Вот же упрямая баба…
– Возьму, – ответил он, – ты получишь что хочешь – хотя не пришлось бы потом пожалеть. Сделаешь вот как…
Глава восьмая
Зеркало. Плод человеческого гения, милость Аллаха или лукавство Иблиса? Никто толком не знал, но ещё перед Великой Войной через мир брошены были его незримые связующие цепи. Тогда же появилось и это слово – «Зеркало», хотя знавшие мир назрани называли его иногда «Интернетом». Людей пугает, но и притягивает всё новое, и Зеркало манило своей бездонной гладью. Несмотря на гневные проповеди имамов всё больше правоверных приобретали себе американские или китайские устройства – сначала громоздкие, занимавшие весь стол – и припадали к экрану. Там можно было гулять, не вставая со стула, по улицам далёких городов, читать книги и смотреть фильмы, которые бы привели в ужас истовых ревнителей веры, можно было говорить с людьми с разных уголков планеты, можно было…
Но это были времена начала «зеркальной эры», грубо и жестоко прерванные войной. Зеркало, бесстрастное к человеческому горю и ярости, отразило смятение первых дней войны, и безумные новости сменяли записанные на дешёвые камеры сцены ужаса: уродливые грибы ядерных взрывов, выжженые города, сцены фитна, сумятицы, уличных боев. Крах старого мира. А потом Зеркало развалилось на части, разбилось, словно по воле злого волшебника из забытой сказки. И им остался один его осколок, связывающий земли Даулят-аль-Канун и дружественные государства, а людям по другую сторону моря – другой осколок. Мир утратил единство, и по его туго перетянутым венам перестала циркулировать кровь. По крайней мере, так было сначала. А потом появились муташарриды – люди, дерзко пересекавшие морские границы и доставлявшие из земель упадка и беззакония их тронутые гнилью плоды.
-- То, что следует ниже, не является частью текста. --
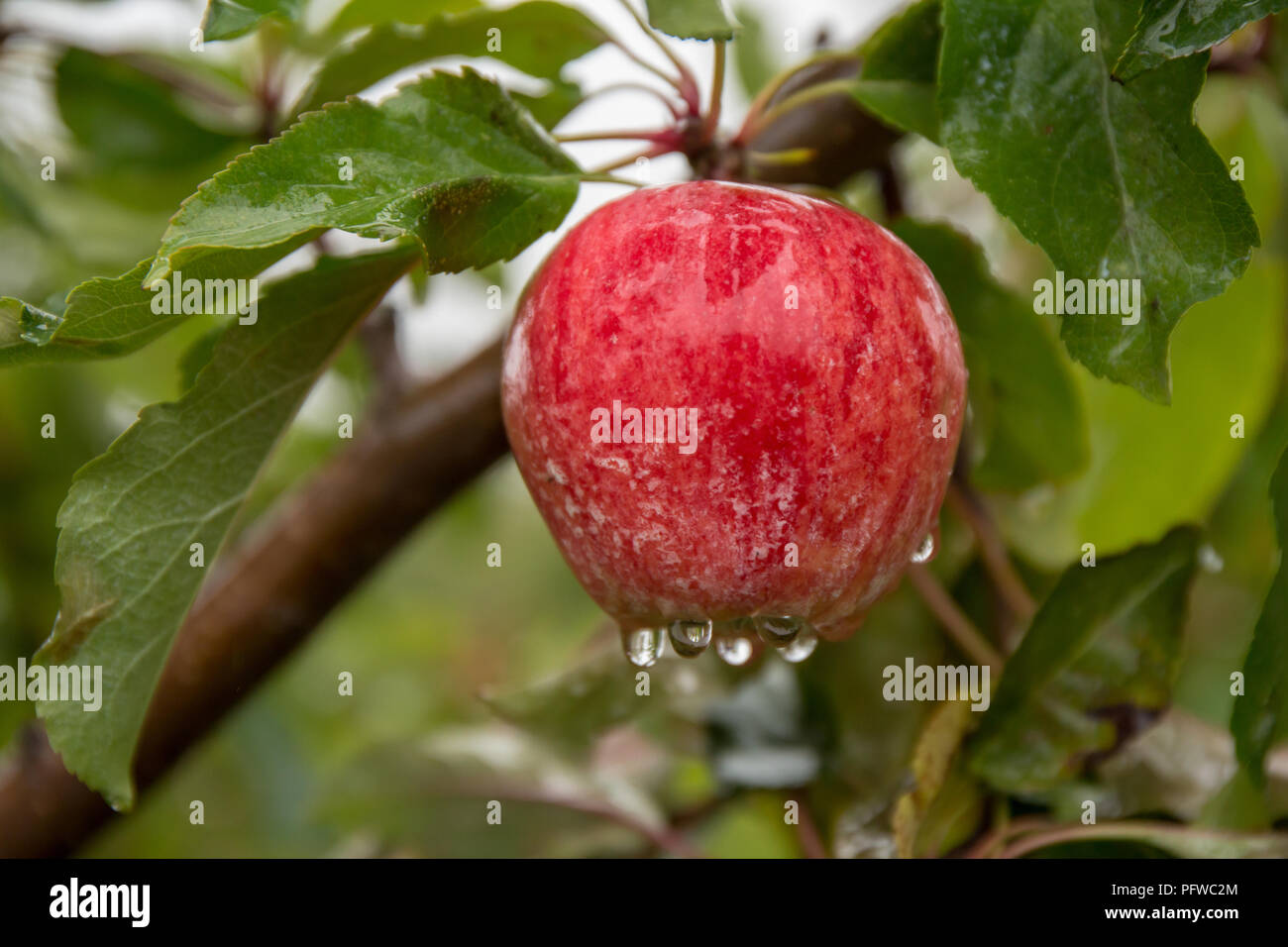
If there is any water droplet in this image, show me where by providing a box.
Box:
[754,614,804,648]
[716,635,756,668]
[912,532,935,566]
[622,627,664,668]
[778,625,818,665]
[671,618,711,657]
Фильм и книги, закатанные, человеческими ухищрениями в тончайшие пластинки размером не более ногтя.
Разве можно допустить такое поругание имени Аллаха и законов Махди? И стража Зеркала, вглядываясь в мерцающие мониторы уставшими глазами за специальными очками со светло-жёлтыми линзами, отслеживала скверну неустанно.
– Так надо сделать, да, именно сегодня, когда они придут, – Замиль нервничала, но старалась держать себя в руках, понимая, что пугливая Джайда и без того в замешательстве.
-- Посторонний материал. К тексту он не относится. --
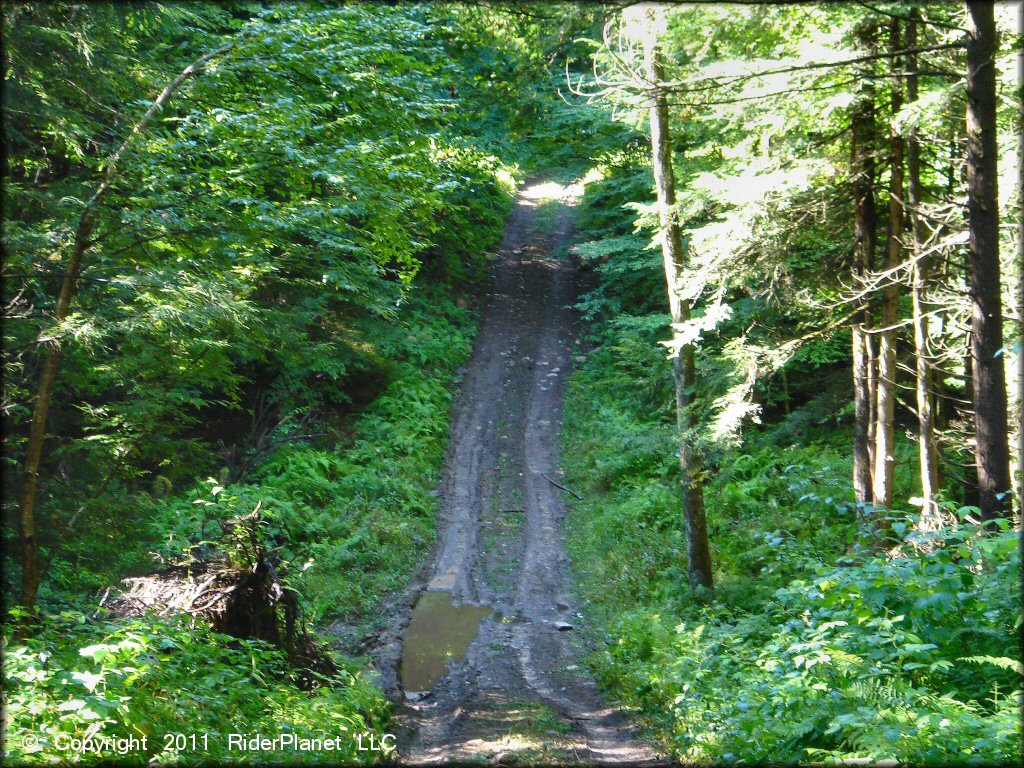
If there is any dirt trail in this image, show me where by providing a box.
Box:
[392,183,657,765]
– А если они меня увидят? – жалобно спросила она, и Замиль потрясла головой.
– Он почти наверняка снова будет обкуренный, не отличит тебя от тех гурий, что ему будут грезиться. Это важно, Джайда, поняла?
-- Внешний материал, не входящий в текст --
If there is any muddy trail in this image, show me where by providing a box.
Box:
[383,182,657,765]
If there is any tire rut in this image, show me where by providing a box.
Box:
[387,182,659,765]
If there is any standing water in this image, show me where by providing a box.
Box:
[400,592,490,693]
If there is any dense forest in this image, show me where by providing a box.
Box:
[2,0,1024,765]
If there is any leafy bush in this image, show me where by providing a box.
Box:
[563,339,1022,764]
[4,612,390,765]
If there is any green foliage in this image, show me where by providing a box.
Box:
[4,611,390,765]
Малийка неуверенно кивнула.
Странно всё же выходило. Они говорили с Салахом в той дыре только о деле – о том, как пробраться ещё раз к этим жадным до ласк и кефа шейхам, как одурманить, как открыть их наладонник и что там искать.
То, что она скопировала в прошлый раз, представляло собой только обрывки информации. Интересно, вроде бы намекает на многое, но на «тёмной стороне Зеркала», объяснил ей Салах, такое не продать. Ему нужна информация, ей нужны деньги и расположение мавританца в объёме достаточном, чтобы он взял её на борт своего катера, когда в следующий раз поедет «на ту сторону».
– Я могу лечь с тобой, – повторила она ему, когда они закончили обсуждать что надо сделать, – тебе понравится. Я умею сделать так, чтобы мужчине понравилось.
– В этом я не сомневаюсь, – чёрные глаза мавританца только скользнули по ней, словно и беглого взгляда было достаточно, чтобы составить впечатление, – но сейчас женщина мне не нужна. В любом случае, не ты.
Вот же странно. Она уже не помнила, со сколькими мужчинами ей пришлось ложиться, и когда она стала воспринимать умение доставить им удовольствие как постылое ремесло, но тогда почувствовала себя уязвлённой. Она чуть не задала дурацкий вопрос «я тебе не нравлюсь?». Очнись, Замиль, ты шлюха, ты не можешь нравиться – тебя просто могут желать. Или не желать почему-то, как в этот раз. Но всё равно…
– Всё будет хорошо, – она улыбнулась Джайде, стараясь сообщить той хотя бы часть уверенности, которую сама не чувствовала, и ласково потрепала её по руке.
Солнце заливало улицы Мадины ядовитым жаром, и Замиль давно взмокла под своим плотным платьем. Бельё липло к телу, спину раздражающе щекотали струйки пота, в промежности свербело. Проклятье, и что это ей вообще стукнуло в голову прогуляться по городу?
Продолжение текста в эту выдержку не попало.